Please note this project is not the best implementation of YOLOv4, I fork it to our private repository only to use its onnx-converting scripts and get mAP data.
The latest and best implementation of YOLOv4 is https://github.com/WongKinYiu/ScaledYOLOv4 I have already testd and confirmed on jetson NANO 4G only Tiny and CSP version of ScaledYOLOv4 can be used because of memory and performance limitation.
For ScaledYOLOv4 Tiny, it is really Alexey darknet YOLOv4 Tiny, its training and testing can be done in https://github.com/AlexeyAB/darknet, for its mAP testing, it can be done by evaluate_on_coco.py(but there are some bugs in evaluate_on_coco.py and other files in this project, I have fixed it and will commit the fixes here).
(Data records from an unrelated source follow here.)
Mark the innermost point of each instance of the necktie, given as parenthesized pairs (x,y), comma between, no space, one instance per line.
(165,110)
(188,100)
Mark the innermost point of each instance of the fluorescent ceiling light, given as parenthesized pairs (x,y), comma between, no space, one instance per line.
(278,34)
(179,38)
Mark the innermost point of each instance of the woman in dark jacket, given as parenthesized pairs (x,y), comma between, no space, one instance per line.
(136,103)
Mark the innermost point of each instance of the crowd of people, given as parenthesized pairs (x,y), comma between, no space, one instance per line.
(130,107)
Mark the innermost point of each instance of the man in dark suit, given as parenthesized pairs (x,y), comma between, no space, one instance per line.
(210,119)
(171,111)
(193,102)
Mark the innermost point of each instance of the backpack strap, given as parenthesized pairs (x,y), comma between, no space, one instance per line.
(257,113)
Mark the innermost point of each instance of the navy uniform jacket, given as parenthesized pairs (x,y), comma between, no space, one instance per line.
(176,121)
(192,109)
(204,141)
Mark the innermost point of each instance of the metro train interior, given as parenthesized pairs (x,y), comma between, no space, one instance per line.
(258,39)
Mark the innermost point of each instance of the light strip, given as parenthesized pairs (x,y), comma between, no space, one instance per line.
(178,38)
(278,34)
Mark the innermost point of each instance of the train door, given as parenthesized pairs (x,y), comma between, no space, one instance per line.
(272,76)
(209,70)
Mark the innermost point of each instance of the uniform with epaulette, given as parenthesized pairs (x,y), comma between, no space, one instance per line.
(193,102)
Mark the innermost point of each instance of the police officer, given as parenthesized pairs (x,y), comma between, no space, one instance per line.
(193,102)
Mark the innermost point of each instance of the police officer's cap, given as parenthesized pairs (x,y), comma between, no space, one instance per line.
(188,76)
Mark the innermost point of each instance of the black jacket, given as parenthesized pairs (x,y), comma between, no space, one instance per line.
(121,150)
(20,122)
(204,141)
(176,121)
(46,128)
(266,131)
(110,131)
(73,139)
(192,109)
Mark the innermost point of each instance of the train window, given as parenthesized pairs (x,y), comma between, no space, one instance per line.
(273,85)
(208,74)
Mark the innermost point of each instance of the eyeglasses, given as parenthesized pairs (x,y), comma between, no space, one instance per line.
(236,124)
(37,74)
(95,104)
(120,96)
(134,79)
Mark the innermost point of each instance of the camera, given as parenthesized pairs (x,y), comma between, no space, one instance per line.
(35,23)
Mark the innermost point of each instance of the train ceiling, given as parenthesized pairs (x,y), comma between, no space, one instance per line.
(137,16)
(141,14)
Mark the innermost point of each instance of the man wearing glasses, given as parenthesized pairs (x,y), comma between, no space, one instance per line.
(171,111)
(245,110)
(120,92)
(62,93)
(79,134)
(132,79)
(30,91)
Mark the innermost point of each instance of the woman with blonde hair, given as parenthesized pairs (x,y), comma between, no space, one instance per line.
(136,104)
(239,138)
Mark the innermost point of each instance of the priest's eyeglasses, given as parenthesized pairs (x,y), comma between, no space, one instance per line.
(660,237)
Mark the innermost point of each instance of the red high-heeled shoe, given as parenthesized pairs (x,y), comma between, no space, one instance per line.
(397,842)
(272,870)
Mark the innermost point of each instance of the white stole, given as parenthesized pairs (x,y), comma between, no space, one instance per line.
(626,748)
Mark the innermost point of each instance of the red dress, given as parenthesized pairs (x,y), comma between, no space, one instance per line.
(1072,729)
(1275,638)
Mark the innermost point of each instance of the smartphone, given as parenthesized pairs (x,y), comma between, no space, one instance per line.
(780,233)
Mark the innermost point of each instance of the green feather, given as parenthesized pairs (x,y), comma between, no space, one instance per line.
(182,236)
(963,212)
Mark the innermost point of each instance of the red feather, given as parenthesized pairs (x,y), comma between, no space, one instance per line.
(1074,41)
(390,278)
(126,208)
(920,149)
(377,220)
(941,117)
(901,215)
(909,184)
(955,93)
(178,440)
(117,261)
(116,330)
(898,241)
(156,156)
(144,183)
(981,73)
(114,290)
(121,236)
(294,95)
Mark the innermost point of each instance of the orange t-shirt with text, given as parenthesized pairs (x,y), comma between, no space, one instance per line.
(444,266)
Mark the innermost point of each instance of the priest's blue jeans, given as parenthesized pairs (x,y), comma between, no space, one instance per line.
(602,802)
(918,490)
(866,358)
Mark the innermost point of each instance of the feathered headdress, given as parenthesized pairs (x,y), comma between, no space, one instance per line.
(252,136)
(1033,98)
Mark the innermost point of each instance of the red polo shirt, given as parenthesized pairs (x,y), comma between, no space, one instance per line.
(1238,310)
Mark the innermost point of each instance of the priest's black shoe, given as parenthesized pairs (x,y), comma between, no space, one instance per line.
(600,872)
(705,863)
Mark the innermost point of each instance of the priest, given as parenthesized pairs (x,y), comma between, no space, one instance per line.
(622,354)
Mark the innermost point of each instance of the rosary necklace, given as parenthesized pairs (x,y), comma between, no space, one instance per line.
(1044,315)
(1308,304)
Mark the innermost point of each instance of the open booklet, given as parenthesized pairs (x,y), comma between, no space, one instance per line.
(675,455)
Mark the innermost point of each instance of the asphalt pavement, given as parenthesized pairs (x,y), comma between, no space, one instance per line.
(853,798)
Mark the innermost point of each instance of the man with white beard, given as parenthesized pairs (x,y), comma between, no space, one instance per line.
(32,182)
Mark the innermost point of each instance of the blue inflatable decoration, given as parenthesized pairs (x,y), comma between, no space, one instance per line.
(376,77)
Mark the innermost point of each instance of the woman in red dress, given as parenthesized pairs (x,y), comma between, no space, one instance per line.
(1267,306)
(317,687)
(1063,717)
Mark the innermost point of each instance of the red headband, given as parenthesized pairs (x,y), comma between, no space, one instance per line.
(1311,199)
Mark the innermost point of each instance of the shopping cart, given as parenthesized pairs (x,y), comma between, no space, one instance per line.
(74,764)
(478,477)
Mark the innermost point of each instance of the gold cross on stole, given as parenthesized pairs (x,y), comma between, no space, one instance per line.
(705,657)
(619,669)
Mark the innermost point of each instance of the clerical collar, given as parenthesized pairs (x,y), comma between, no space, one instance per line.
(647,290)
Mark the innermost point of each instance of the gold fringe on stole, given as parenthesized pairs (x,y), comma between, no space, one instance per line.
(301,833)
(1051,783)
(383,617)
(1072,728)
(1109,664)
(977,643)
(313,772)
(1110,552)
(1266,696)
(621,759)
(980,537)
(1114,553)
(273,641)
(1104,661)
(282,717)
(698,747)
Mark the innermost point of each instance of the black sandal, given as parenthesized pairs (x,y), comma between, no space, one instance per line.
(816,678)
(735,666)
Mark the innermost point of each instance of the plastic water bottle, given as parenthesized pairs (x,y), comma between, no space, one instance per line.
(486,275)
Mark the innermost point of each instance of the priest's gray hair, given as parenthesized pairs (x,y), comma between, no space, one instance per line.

For how to get mAP with the trained-out .weights and .cfg of AlexeyAB darknet, after you have executed 'git clone https://github.com/AlexeyAB/darknet' to download source code and built out darknet, and configured it, and finished training with our own coco2017-formatted dataset, just execute commands like :
cd /workspace/pytorch-YOLOv4
python evaluate_on_coco.py -c cfg/yolov4-tiny.cfg -w /workspace/AB_darknet/backup/yolov4-tiny_last.weights -dir /workspace/AB_darknet/data/coco/val2017 -gta /workspace/AB_darknet/data/coco/annotations/instances_val2017.json -r yolov4-tiny_results.json
For how to generate out onnx with .weights trained out by darknet, just execute commands like:
python demo_darknet2onnx.py /workspace/AB_darknet/cfg/yolov4-tiny.cfg /workspace/AB_darknet/backup/yolov4-tiny_final.weights data/dog.jpg 1
For generating out onnx with .pth trained out by this pytorch-YOLOv4, execute a command with the following format: python demo_pytorch2onnx.py <weight_file> <image_path> <batch_size> <n_classes> <IN_IMAGE_H> <IN_IMAGE_W>
E.g.
python demo_pytorch2onnx.py yolov4.pth dog.jpg 8 80 416 416
A minimal PyTorch implementation of YOLOv4.
-
Paper Yolo v4: https://arxiv.org/abs/2004.10934
-
Source code:https://github.com/AlexeyAB/darknet
-
More details: http://pjreddie.com/darknet/yolo/
-
Inference
-
Train
- Mocaic
├── README.md
├── dataset.py dataset
├── demo.py demo to run pytorch --> tool/darknet2pytorch
├── demo_darknet2onnx.py tool to convert into onnx --> tool/darknet2pytorch
├── demo_pytorch2onnx.py tool to convert into onnx
├── models.py model for pytorch
├── train.py train models.py
├── cfg.py cfg.py for train
├── cfg cfg --> darknet2pytorch
├── data
├── weight --> darknet2pytorch
├── tool
│ ├── camera.py a demo camera
│ ├── coco_annotation.py coco dataset generator
│ ├── config.py
│ ├── darknet2pytorch.py
│ ├── region_loss.py
│ ├── utils.py
│ └── yolo_layer.py
- baidu(https://pan.baidu.com/s/1dAGEW8cm-dqK14TbhhVetA Extraction code:dm5b)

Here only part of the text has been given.